All services have the same
OperationContract: they expose a
Register() and Send() method.
That's rather odd, too. So anyone calling will first .Register(), and then call .Send() with different parameters several times?? Funny design, really.... The SOA assumption is that you design your services to be the model of a set of functionality you want to expose to the outside world, e.g. your CustomerService might have methods like GetCustomerByID, GetAllCustomersByCountry, etc. methods - depending on what you need.
Having just a single Send() method with parameters which define what is being done seems a bit.... unusual and not very intuitive / clear.
Is this idea of a graph topology with
messages hopping over indirect links
unusual?
Not necessarily. It can make sense to expose just a single interface to the outside world, and then use some internal backend services to do the actual work. .NET 4 will actually introduce a RoutingService in WCF which makes these kind of scenarios easier. I don't think this is a big no-no.
Is doing all communication back to a
client via CallbackContracts unusual.
Yes, unusual, fragile, messy - if you can ever do without it - go for it. If you have mostly simple calls, like GetCustomerByID - make those a standard Request/Response call - the client requests something (by supplying a Customer ID) and gets back a Customer object as a return value. Much much simpler!
If you do have long-running service calls, that might take minutes or more to complete - then you might consider One-Way calls which just deposit a request into a queue, and that request gets handled later on. Typically, here, you can either deposit the answer into a response queue which the client then checks, or you can have two additional service methods which give you the status of a request (is it done yet?) and a second method to retrieve the result(s) of that request.

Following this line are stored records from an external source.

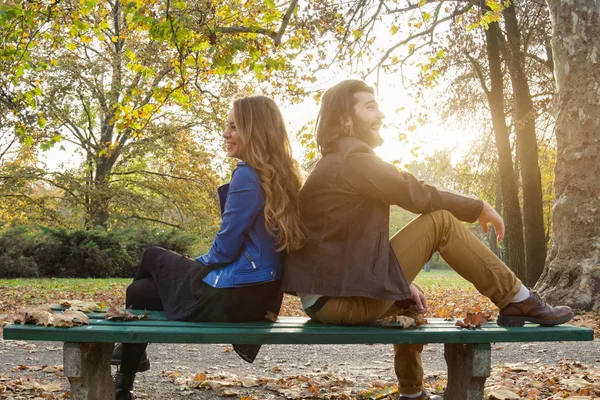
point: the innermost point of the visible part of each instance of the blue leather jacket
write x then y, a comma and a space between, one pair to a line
243, 253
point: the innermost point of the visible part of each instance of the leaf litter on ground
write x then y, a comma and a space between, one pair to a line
563, 380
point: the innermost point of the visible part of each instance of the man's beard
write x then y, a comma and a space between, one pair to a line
364, 132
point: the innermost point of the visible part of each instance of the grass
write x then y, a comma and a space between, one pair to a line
445, 278
440, 285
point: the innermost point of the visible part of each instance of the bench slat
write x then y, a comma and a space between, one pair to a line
295, 331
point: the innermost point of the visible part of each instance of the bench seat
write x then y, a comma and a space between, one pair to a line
87, 350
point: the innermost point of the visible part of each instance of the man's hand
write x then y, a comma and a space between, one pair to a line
489, 215
418, 298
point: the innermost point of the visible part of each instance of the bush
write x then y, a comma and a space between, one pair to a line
91, 253
15, 253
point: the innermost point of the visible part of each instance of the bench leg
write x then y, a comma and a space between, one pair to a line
87, 365
468, 367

Hope that helps to get you started !
All services have the same OperationContract: they expose a Register() and Send() method.
Your design seems unusual at some parts specially exposing only two operations. I haven't worked with WCF, we use Java. But based on my understanding the whole purpose of Web Services is to expose Operations that your partners can utilise.
Having only two Operations looks like odd design to me. You generally expose your API using WSDL. In this case the WSDL would add nothing of value to the partners, unless you have lot of documentation. Generally the operation name should be self-explanatory. Right now your system cannot be used by partners without having internal knowledge.
Is doing all communication back to a client via CallbackContracts unusual. Surely sync or asyc request-response is simpler.
Agree with you. Async should only be used for long running processes. Async adds the overhead of correlation.